To boldly go. “This isn’t my communicator!” Another case where the animated format helps out, as neither Bem nor the natives would look anywhere near as cool in the live-action of the era. I like the fact that the locals are saurian, and nobody comments on it one way or the other, I like Bem’s odd form of speaking that indicates that he’s not speaking his native tongue, and I like the weirdness of his being able to detach body parts that work on their own.

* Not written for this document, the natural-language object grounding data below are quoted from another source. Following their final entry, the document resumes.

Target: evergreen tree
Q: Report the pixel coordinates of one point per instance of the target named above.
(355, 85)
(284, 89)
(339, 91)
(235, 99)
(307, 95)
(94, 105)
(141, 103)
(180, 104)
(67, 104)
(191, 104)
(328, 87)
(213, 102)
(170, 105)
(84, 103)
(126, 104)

The actual practicalities of Bem’s ability to separate don’t entirely make sense—how do his head and torso just float like that?—but it provides a fun visual, particularly when the legs pick Kirk and Spock’s pockets.
In particular, I like the fact that Bem is, basically, a jerk. Better still, he’s a jerk who gets his comeuppance at the end. And while the shift from overbearing jerk to apologetic depressive at the end is a bit too fast, one can chalk that up to the limited time slot and the kids-show format.
William Shatner is obviously much more comfortable with voiceover work at this stage, as he does a much better job of portraying Kirk’s emotions—notably, his frustrations with Bem’s nonsense—in this second season than he ever managed in the first.
I must confess to having cheered when Uhura lectures Scott on following proper procedure. As I’ve pointed out any number of times, Kirk’s reputation as a maverick who thumbs his nose at the rulebook is entirely an artifact of the movies—usually if someone’s going to break the rules or disobey orders, it’s Scotty (e.g., “A Taste of Armageddon,” “Friday’s Child“), and it’s nice to see Uhura bitchslap him for it. And just in general, it’s good to once again see Uhura in charge, and this time it’s a legitimate thing rather than her just being in charge ’cause it’s the girl episode.
Speaking of Uhura, Nichelle Nichols is also the main saving grace of the alien entity that guards the natives—an addition suggested by Gene Roddenberry, whose fetish for godlike aliens who treat primitive species as their children would continue into the first season of TNG—as she lends that alien a gravitas that I guarantee James Doohan’s gruff line readings would not have provided (cf. his woo-woo voice for the Guardian of Forever in “Yesteryear“). Having said that, I do like the alien calling the Federation on its arrogance to consider classifying planets that aren’t theirs, too. The line between archaeological curiosity and arrogance is a thin one, and it’s one the Federation dances on a lot. Nice to see that acknowledged.